At step 404, the application may display plurality of options to the user 101 on a UI associated with the user device 103 to receive a user selection on at least one option from the plurality of options. The plurality of options relates to a type of the crop infestation 109. Subsequently, a camera in the user device 103 may be launched to capture at least one image of the affected crop, as indicated in the step 406.
At step 408, the application may receive the user selection 211. The user selection 211 may be at least one option selected from the plurality of options by the user 101.
At step 410, the user 101 may capture the one or more images 105 of the affected crop using the image acquisition device associated with the user device of the user 101. In another embodiment, the user 101 may upload the one or more images 105 of the affected crop from a storage space associated with the user device of the user 101.

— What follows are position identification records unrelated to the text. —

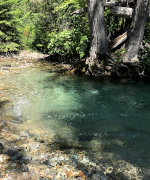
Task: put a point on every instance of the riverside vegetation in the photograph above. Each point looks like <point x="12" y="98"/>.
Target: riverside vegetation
<point x="57" y="125"/>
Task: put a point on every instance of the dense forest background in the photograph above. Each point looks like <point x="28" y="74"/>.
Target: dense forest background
<point x="51" y="26"/>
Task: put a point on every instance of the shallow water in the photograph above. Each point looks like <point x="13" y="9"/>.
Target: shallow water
<point x="80" y="112"/>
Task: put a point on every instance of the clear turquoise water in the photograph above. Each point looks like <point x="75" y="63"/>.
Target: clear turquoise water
<point x="81" y="112"/>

At step 412, the application may predict the type of the crop infestation 109. In an implementation, the type of the crop infestation 109 comprises at least one of diseases of the crops, weeds across the crops, and insects that damage the crops. That is, after capturing the one or more images 105 or uploading the one or more images 105, of the affected crop, the pre-trained neural network analyses the one or more images 105 to identify the crop infestation 109.

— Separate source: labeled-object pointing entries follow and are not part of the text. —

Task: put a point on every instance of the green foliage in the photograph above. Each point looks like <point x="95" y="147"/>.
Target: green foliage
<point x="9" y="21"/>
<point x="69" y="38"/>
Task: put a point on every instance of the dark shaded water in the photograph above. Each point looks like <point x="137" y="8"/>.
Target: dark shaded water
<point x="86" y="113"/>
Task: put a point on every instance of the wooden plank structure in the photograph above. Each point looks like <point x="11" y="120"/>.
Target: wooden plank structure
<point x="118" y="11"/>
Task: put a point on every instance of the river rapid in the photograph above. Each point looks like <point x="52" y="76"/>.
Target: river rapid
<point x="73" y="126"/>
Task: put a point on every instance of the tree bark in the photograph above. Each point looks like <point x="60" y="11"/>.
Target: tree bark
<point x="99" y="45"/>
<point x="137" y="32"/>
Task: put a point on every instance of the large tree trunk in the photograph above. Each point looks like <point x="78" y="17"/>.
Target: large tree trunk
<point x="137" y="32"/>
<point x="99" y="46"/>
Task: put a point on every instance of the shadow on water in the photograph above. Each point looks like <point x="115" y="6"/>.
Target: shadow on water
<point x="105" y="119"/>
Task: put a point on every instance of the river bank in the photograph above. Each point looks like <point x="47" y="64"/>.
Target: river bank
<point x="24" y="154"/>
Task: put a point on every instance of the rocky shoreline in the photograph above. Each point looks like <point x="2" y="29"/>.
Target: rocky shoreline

At step 414, the application may recommend one or more products 111 to the user to control the identified crop infestation 109. As an example, the one or more recommended products 111 may include, without limitation, pesticides, fungicides, biological products, plant growth regulators, micro and macro nutrients, insecticides and the like.
At step 416, the application may recommend one or more sellers or distributors 113 of the one or more products 111. In an implementation, the user 101 may be connected to a computing unit or server associated with the identification system 109 through a network, using the user device 103. Further, the one or more sellers may also connect to the network and the computing unit, using the user device 103. The computing unit may provide details about the recommended products that can be used on the identified crop infestation 109, as well as the corresponding details of the one or more sellers selling the recommended products 111 to the user, based on the geo-location of the crop and the user 101.

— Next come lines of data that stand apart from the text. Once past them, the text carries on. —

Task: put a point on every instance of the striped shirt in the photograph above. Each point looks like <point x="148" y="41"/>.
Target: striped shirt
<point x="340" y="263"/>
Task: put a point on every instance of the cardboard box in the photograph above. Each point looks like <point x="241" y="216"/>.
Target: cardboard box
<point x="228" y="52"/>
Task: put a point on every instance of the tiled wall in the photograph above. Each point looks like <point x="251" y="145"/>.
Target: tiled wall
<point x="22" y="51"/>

At step 418, the user 101 may select an option to refer to the historical data after logging into the application and the user may select the image as indicated in step 420. The application may be configured to store the information related to previously identified crop infestation (i.e., historical data) provided to the user 101 on a storage associated with the application, to ensure that any reference or analysis previously made by the user 101 is not lost and can be revisited at any time. As a result, the user 101 may directly contact the sellers to enquire about the one or more recommended products 111.
Exemplary Computer System
FIG. 5 illustrates a block diagram of an exemplary computer system 500 for implementing embodiments consistent with the present disclosure. In an embodiment, the computer system 500 may be the identification system 107 illustrated in FIG. 1, which automatically identifies a crop infestation in a real-time environment. The computer system 500 may include a Central Processing Unit (“CPU” or “processor”) 502. The processor 502 may comprise at least one

data processor for executing program components for executing user-or-system generated processes. The processor 502 may include specialized processing units such as integrated system (bus) controllers, memory management control units, floating point units, graphics processing units, digital signal processing units, etc.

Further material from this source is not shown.